Moments later, she was pulling a notebook from her backpack, unable to answer her aunt's silent questions just yet. "It's your turn," Jenny urged Cynthia in a hushed tone before bolting over to a party table where Faz sat patiently. "I know you said you wished you could check his old office, now go for it!"


"Mike, you really wouldn't guess where I am right now," the convenience manager said in an awestruck tone. "I believed you from the start, but to see all this for myself; it's all real!" Her voice trailed off as she took in the security monitors, the tablet monitor, the controls for the doors and lights and even the power meter, exactly as Mike had described them. He hadn't made up a thing; the place truly was as out of control as he'd made it out to be.

"Cindy, be careful," Mike pleaded. "There's probably nothing in there to find, anyway. So Jenny lost the phone under the door? I guess there's no getting that back."

Assuring Mike that was the least of their worries, Cynthia paused briefly as she rustled through the desk drawers, trying to imagine what it would have been like fending off the animatronics armed only with one's wits and some low-level technology. Finding nothing of importance, she hastily slipped out through the hallway and back into the dining area, relieved to find Faz still regaling Jenny with stories of his company, his hands in rapid motion as he droned on about the history of the animatronic characters, and her niece scribbling furiously to take notes for what may or may not have been a legitimate school assignment.


"Did you find anything important?" Jenny demanded eagerly of her aunt once they'd retreated to the privacy of the car. "Was his paycheck in the office?"

"No, it wasn't," sighed Cynthia, "but I'm still glad you gave me the time to look for it, even if I never knew you had a 'Plan B' up your sleeve. You're one clever kid!"

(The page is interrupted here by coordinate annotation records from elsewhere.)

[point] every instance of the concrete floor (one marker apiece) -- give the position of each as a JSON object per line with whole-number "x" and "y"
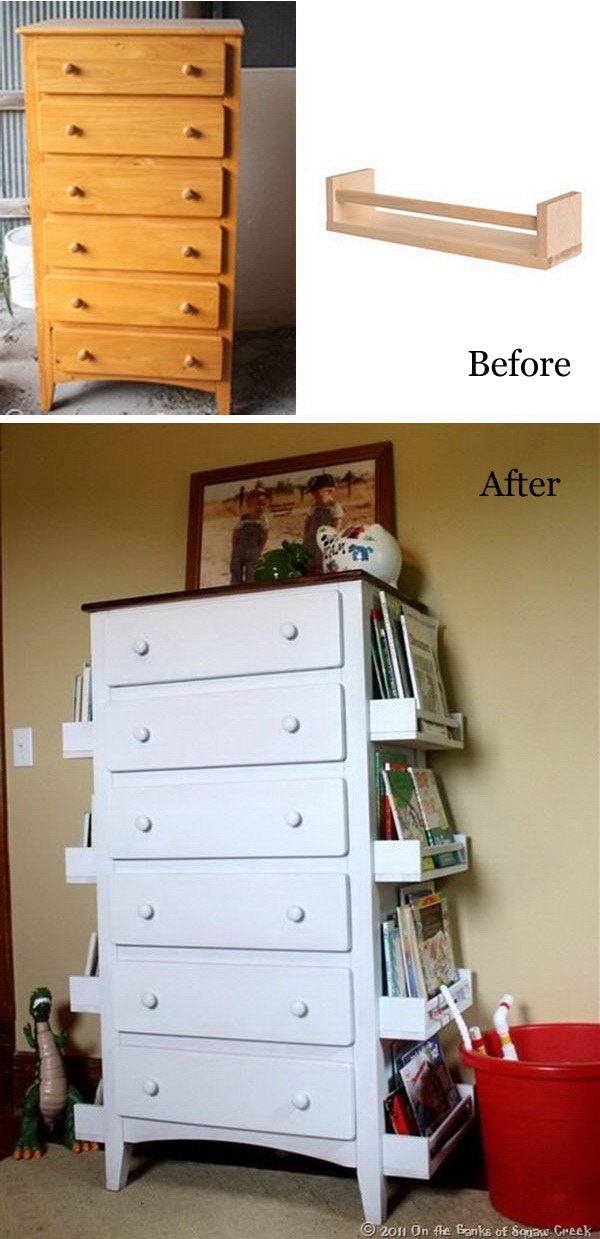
{"x": 263, "y": 380}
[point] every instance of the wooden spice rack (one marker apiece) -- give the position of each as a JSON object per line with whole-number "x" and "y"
{"x": 541, "y": 240}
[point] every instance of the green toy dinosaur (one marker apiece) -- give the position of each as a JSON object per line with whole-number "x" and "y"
{"x": 50, "y": 1100}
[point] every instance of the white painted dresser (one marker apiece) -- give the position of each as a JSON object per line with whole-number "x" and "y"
{"x": 239, "y": 884}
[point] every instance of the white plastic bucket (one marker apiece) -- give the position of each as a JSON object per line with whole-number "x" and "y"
{"x": 20, "y": 259}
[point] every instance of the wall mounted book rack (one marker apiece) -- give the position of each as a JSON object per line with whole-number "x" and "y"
{"x": 542, "y": 240}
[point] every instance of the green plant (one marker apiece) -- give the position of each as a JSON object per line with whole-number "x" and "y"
{"x": 5, "y": 280}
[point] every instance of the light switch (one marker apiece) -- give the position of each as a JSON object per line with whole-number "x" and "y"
{"x": 22, "y": 746}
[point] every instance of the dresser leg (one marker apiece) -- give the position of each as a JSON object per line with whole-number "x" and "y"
{"x": 373, "y": 1196}
{"x": 46, "y": 393}
{"x": 223, "y": 395}
{"x": 117, "y": 1157}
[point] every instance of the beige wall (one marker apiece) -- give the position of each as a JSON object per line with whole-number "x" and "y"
{"x": 265, "y": 291}
{"x": 99, "y": 512}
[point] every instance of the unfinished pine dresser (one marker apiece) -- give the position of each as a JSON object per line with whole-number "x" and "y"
{"x": 133, "y": 131}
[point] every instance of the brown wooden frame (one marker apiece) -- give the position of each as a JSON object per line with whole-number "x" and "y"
{"x": 381, "y": 454}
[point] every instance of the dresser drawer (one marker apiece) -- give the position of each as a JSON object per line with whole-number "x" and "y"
{"x": 122, "y": 244}
{"x": 130, "y": 65}
{"x": 136, "y": 126}
{"x": 138, "y": 301}
{"x": 239, "y": 908}
{"x": 282, "y": 631}
{"x": 81, "y": 186}
{"x": 146, "y": 354}
{"x": 252, "y": 1093}
{"x": 282, "y": 818}
{"x": 247, "y": 727}
{"x": 242, "y": 1001}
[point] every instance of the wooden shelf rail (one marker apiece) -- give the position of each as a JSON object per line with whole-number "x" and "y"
{"x": 541, "y": 240}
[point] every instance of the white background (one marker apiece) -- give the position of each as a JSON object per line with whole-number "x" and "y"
{"x": 485, "y": 104}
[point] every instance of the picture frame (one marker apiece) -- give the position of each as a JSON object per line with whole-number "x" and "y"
{"x": 226, "y": 507}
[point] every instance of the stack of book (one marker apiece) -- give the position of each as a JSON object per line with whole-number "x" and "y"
{"x": 409, "y": 807}
{"x": 422, "y": 1090}
{"x": 404, "y": 657}
{"x": 82, "y": 695}
{"x": 418, "y": 950}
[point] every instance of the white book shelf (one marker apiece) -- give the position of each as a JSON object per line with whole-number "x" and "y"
{"x": 398, "y": 720}
{"x": 77, "y": 739}
{"x": 420, "y": 1156}
{"x": 81, "y": 864}
{"x": 402, "y": 860}
{"x": 418, "y": 1019}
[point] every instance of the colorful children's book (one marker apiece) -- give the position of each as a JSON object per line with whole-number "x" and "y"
{"x": 434, "y": 943}
{"x": 405, "y": 810}
{"x": 420, "y": 639}
{"x": 430, "y": 1092}
{"x": 436, "y": 825}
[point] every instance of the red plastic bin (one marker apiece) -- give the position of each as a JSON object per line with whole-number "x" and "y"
{"x": 541, "y": 1124}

Jenny huffed, falling back against the vinyl seat and looking genuinely worried. "Not clever enough to keep my phone from getting lost."

"Yeah, I'd been meaning to ask about that. Did you push it too far under the door? I'm sorry about that, and I'll personally get you a new one right now-" Cynthia nearly hit the brakes at her niece's final revelation.

"It wasn't that at all," she said, visibly shuddering. "When I peeked under the door to see why it was yanked out of my hand? Well, there was this furry...paw...that dragged it away." She crossed her arms over her chest. "I know what I saw. There's another animatronic locked up in that room."